Alternative zum Ausprobieren: Man lässt es einfach. Siehe Punkt eins. Außerdem kenne ich etliche von „der“ Jugend, welche weder soziale Medien häufig nutzen noch als erklärtes Lebensziel „irgendwas mit Medien“ (denn das sind die Professionen im Bereich „soziale Medien“ einfach auch nur) werden wollen.

Genauso wenig wie „die“ Generation der 30- bis 40-jährigen alle offene Beziehungen führen und ihre Hochleistungsansprüche im Job mit ewiger Party und exzessiver Selbstoptimierung in Form von Sport (Yoga, Bouldern und neuerdings wandern), glutenfreien Säften sowie Mondritualen kompensieren.

Klischees auf zwei Beinen gibt es natürlich immer, aber man sollte deshalb nicht eine komplette Altersstufe auf Selbige herunter brechen.

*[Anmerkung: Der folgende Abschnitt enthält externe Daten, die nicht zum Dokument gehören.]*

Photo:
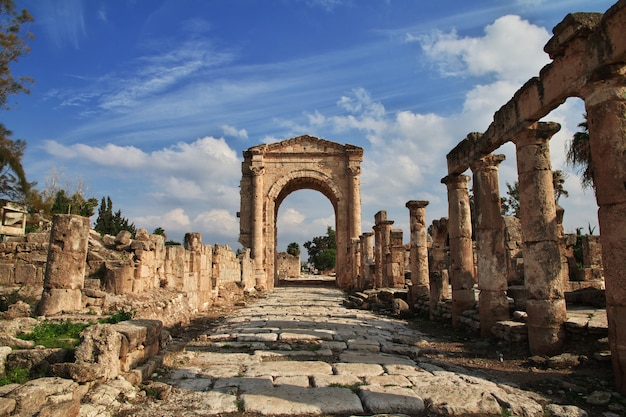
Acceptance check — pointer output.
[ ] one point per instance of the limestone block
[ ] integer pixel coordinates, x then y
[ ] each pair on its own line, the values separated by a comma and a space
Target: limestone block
54, 301
67, 254
25, 274
100, 345
33, 395
118, 278
123, 238
7, 276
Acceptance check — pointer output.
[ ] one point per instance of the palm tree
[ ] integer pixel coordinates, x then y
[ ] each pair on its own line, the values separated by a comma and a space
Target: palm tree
579, 155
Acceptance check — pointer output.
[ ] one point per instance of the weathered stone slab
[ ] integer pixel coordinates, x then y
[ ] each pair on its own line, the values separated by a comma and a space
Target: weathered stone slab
285, 400
289, 368
336, 380
296, 381
257, 337
227, 385
378, 399
388, 380
358, 369
380, 358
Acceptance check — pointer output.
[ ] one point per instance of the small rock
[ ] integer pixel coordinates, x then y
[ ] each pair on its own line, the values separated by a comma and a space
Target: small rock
563, 361
599, 398
555, 410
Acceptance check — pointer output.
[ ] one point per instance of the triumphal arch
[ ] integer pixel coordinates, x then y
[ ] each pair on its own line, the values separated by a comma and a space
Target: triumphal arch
271, 172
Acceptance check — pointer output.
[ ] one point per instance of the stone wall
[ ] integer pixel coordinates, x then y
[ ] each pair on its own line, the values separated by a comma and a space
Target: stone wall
287, 265
169, 283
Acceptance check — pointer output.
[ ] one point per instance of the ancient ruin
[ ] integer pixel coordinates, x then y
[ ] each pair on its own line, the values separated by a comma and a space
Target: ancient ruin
503, 277
272, 172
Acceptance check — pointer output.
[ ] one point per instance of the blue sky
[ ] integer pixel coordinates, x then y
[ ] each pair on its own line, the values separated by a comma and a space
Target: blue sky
152, 102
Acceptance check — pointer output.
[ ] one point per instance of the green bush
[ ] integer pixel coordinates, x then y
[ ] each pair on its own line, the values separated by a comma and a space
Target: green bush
15, 376
120, 315
63, 334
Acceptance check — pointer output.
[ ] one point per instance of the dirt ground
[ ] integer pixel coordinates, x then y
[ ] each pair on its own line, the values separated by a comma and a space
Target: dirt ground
565, 383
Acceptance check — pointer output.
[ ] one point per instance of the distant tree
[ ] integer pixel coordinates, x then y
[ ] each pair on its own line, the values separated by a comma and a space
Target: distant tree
558, 181
109, 223
510, 204
323, 250
13, 183
293, 249
13, 44
76, 204
579, 155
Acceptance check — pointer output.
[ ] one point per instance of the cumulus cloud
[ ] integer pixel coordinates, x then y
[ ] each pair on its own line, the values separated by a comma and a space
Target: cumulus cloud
508, 50
232, 131
216, 222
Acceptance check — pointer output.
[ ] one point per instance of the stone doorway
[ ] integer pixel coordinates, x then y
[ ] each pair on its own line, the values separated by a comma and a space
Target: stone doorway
271, 172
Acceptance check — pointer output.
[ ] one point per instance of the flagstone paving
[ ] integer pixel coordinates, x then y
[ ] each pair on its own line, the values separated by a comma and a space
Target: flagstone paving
299, 351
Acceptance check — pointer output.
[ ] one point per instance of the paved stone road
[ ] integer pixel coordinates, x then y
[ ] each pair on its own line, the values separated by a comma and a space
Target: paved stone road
299, 351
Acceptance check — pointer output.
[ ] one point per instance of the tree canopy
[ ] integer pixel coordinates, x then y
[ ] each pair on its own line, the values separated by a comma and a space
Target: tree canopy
579, 155
110, 223
13, 44
323, 250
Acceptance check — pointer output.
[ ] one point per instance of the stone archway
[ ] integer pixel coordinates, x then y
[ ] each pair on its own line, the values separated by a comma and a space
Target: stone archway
272, 172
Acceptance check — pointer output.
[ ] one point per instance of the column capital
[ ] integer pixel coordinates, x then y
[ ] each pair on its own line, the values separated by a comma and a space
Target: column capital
537, 133
454, 181
489, 162
355, 171
257, 171
416, 204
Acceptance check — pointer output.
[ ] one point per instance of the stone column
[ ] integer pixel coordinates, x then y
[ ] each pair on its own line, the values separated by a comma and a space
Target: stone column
367, 258
438, 277
490, 250
419, 250
542, 267
258, 247
606, 118
65, 266
386, 251
396, 264
461, 252
378, 248
355, 262
355, 201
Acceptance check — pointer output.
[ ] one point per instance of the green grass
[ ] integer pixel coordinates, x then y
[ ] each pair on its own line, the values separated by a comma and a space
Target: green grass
15, 376
120, 315
62, 334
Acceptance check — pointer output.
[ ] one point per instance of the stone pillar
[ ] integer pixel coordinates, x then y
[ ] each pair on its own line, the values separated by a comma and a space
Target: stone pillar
65, 266
438, 277
490, 250
367, 258
542, 267
355, 201
419, 250
378, 248
396, 264
606, 118
386, 252
355, 261
258, 248
461, 252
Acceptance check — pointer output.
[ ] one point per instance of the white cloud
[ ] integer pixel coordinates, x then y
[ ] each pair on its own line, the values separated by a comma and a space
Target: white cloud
232, 131
216, 224
172, 221
508, 50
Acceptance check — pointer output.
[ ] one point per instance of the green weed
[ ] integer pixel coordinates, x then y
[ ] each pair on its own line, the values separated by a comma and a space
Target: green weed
15, 376
62, 334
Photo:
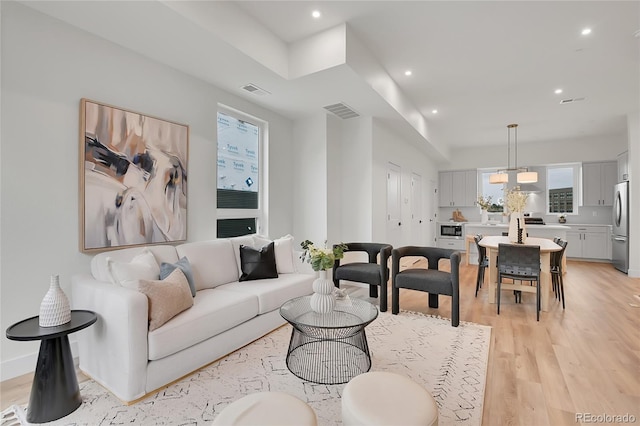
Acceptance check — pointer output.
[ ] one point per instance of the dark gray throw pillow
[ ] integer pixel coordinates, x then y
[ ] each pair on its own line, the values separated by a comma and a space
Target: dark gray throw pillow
185, 266
258, 264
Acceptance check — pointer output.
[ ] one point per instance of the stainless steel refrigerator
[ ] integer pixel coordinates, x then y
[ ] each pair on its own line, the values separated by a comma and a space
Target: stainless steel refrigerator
620, 234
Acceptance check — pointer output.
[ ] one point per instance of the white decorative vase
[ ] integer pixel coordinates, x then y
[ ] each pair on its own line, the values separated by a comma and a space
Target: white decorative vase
513, 227
485, 217
323, 300
54, 309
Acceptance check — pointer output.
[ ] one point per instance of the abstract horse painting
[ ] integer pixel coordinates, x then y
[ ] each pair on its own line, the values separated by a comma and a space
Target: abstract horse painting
133, 178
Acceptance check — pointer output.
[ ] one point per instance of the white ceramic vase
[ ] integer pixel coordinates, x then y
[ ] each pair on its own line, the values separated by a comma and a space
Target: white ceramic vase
54, 308
513, 227
323, 300
485, 216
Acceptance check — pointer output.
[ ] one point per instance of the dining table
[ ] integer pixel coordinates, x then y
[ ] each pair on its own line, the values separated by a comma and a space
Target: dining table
547, 246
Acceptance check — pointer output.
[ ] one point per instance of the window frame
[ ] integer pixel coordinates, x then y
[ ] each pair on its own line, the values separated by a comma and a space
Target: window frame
577, 187
260, 213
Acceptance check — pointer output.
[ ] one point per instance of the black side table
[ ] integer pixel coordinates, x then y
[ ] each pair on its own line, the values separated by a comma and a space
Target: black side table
54, 392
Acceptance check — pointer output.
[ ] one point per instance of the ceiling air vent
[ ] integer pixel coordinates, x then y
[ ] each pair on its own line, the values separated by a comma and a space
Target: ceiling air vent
571, 100
342, 110
252, 88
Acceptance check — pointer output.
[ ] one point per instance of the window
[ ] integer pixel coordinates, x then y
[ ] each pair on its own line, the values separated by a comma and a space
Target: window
240, 183
496, 192
562, 188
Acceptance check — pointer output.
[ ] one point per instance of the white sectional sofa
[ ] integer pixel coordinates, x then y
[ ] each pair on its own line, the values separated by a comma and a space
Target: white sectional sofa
120, 352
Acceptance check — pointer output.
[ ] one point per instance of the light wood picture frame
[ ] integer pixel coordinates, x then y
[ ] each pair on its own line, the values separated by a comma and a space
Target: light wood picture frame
133, 178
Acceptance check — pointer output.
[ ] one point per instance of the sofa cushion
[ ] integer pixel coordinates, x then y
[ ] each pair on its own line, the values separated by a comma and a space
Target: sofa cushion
99, 270
258, 264
273, 293
167, 268
167, 297
210, 262
284, 252
127, 274
213, 312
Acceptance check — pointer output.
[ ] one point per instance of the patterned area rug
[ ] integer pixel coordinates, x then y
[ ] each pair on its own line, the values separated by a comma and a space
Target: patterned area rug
450, 362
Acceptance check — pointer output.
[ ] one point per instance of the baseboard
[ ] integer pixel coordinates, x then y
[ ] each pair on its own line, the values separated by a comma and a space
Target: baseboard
27, 364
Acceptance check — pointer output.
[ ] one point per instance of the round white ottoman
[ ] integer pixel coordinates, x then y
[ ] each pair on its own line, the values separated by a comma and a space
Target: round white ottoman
379, 398
267, 409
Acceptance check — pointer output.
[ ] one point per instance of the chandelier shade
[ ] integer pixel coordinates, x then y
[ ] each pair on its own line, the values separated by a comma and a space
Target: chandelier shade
524, 175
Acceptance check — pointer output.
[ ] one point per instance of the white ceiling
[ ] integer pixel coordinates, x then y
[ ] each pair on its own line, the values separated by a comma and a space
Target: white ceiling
481, 64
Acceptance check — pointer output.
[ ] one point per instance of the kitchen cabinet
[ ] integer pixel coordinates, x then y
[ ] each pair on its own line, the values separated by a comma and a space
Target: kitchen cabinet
458, 188
598, 180
589, 242
623, 167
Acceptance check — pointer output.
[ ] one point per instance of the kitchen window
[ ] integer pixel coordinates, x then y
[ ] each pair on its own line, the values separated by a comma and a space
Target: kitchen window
562, 188
240, 180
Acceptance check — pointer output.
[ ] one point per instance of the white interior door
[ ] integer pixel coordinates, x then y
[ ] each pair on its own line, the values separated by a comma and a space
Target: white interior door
417, 225
394, 217
432, 209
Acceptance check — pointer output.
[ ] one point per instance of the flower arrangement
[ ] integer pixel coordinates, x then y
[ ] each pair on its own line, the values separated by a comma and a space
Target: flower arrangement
516, 200
321, 259
484, 203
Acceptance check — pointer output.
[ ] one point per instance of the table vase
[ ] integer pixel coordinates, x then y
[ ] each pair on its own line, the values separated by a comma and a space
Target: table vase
517, 221
323, 300
54, 308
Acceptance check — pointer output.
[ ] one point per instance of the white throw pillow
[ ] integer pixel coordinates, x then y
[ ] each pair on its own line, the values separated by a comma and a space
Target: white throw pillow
142, 267
283, 249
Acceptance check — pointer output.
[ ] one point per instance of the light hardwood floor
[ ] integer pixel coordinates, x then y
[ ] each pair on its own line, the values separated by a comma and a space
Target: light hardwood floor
584, 359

„It izz what it izz“. Soziale Medien und deren Nutzung werden bleiben, Sprache wird sich wie seit ihrem Anbeginn stetig weiterentwickeln und neue Trends kommen und gehen.

Diskussionen über „die“ hat übrigens noch nie jemanden wirklich weitergebracht.

Oder wie ich knapp sagen würde: „I don´t get it. Guilty.“

Die neuste Instagram Challenge, tanzende Promis auf TikTok oder Entgleisungen im Trash TV: Frides Blick auf die Medien entgeht nichts und sie bezieht auf charmant-(selbst-)ironische Art Stellung zu jedem Phänomen.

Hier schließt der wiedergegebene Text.